然而世家教养不允许她这样做,她大步越过司蛮,走到主位坐下,然后一拍扶手:“跪下。”
香蕊同其它宫人一下子就跪下了。
司蛮没跪,所以显得格外的突兀。
“娘娘让你跪下。”跟着谢贵妃过来的柔安宫太监总管狐假虎威的就对着司蛮的腿弯踹了一脚。
司蛮的腿晃了晃,可到底没跪。
“哟吼?骨头还挺硬啊。”那太监见司蛮被踹了一脚,依旧不肯下跪的样子,捋了捋袖子,撩起衣裳下摆,准备加大几分力量。
而司蛮则是岿然不动,在他踹过来的一刹那,直接往前跨了一大步。
“刺啦——’一阵布帛撕裂的声音传来。
司蛮回头,就看见那太监因为用力过猛,直接劈叉了一个一字马,而那张脸上,此时也铁青一片,唇嗫嚅着,眼圈也红了,最终,实在忍耐不住的哀嚎一声。
“哎哟,哎哟,娘娘,老奴的脚,哎哟……”
谢贵妃:“……”
‘啪’的一声拍案而起,脸上怒色翻涌:“反了天了,来人呐,将这贱婢抓起来。”
“贵妃娘娘,千万不可啊。”
香蕊听到这句话,哪里还敢埋着头,直接膝行到司蛮身边不住的磕头:“求贵妃娘娘手下留情,若姑娘出了事,陛下一定会生气的。”
香蕊本以为抬出钟晋会让谢贵妃害怕。
然而谢贵妃不仅不怕,还更加生气了。
“呵。”谢贵妃冷笑一声,看着司蛮的眼神里满是刀子:“本宫看陛下是昏了头了,这还没入后宫呢,就把陛下迷得五迷三道的,这种以色侍人的贱婢,就该杖毙。”
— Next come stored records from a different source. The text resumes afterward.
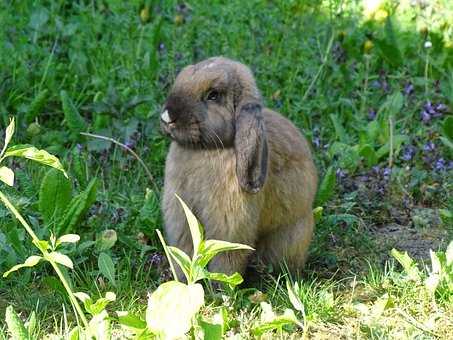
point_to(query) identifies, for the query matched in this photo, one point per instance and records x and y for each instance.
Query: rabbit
(244, 170)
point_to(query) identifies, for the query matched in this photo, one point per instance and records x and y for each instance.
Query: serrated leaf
(233, 280)
(77, 208)
(107, 267)
(172, 307)
(15, 325)
(54, 195)
(61, 259)
(68, 238)
(32, 153)
(73, 119)
(130, 320)
(8, 135)
(7, 175)
(195, 228)
(211, 248)
(29, 262)
(327, 187)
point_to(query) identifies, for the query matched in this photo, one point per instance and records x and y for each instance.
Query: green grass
(310, 65)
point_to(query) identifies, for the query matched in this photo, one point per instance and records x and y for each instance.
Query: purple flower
(440, 164)
(340, 173)
(317, 142)
(408, 152)
(409, 89)
(425, 116)
(429, 147)
(387, 172)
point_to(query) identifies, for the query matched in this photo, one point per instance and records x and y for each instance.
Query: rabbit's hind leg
(288, 244)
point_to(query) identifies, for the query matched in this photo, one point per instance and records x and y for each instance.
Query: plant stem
(321, 67)
(46, 256)
(114, 141)
(161, 238)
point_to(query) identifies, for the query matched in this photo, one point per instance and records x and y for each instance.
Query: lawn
(369, 83)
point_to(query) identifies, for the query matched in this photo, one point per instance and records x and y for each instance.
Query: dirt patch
(417, 242)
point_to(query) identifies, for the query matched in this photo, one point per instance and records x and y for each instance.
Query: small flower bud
(368, 46)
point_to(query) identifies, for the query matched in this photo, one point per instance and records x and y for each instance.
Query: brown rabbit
(244, 170)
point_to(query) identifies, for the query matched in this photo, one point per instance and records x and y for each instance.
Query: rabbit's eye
(213, 95)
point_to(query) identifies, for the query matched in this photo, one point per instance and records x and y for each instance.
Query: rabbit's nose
(165, 117)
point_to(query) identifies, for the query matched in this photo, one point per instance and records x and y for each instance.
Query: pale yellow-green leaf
(172, 307)
(82, 296)
(7, 175)
(30, 262)
(61, 259)
(8, 135)
(195, 228)
(32, 153)
(68, 238)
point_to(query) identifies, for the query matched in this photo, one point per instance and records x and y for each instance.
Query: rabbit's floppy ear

说着,眼神一横:“还愣着干什么,赶紧给本宫抓起来。”
谢贵妃看着司蛮那双平静无波的眼睛,心中怒火更甚,她实在想不通这贱婢哪里来的胆子,到了此时竟然都不害怕,难道她就真不怕死么?
司蛮还真不怕。
早在谢贵妃出现的第一时间,徐缺的徒弟就跑到垂拱殿去通风报信去了,这会儿司蛮也只是在等待而已。
最重要的是,她的内力强大,能听的比常人还要远的距离。
譬如此时……在谢贵妃的手下来拉扯她时,她头一回没有避让,相反,对着谢贵妃勾唇冷冷一笑。
谢贵妃诧异的瞪大双眼。
直觉不好,可还未开口,就看见司蛮顺势往地上一倒,随即就听见钟晋的怒吼声:“你们在做什么?”
“陛下……”
随即,谢贵妃就听见刚刚还一脸冷笑的女人此刻满脸泪水,泫然欲泣的看向门口。
“芳儿。”
钟晋呼吸猛地一窒,随即快步跑到司蛮身边,顾不得旁人怎么看,直接弯腰将她打横抱起,快步走到窗边美人榻,将她轻轻的放在小榻上。
“贵妃,你此时怎会来福宁宫?”
谢贵妃眼看着钟晋对那贱婢如此温柔,心中早已烧起了一把怒火,此时听到钟晋质问,哪里还有平时的温雅,语气极为恶劣的说道:“呵,我若不来,恐怕也不知道,原来陛下竟在福宁宫养了这么个贱婢。”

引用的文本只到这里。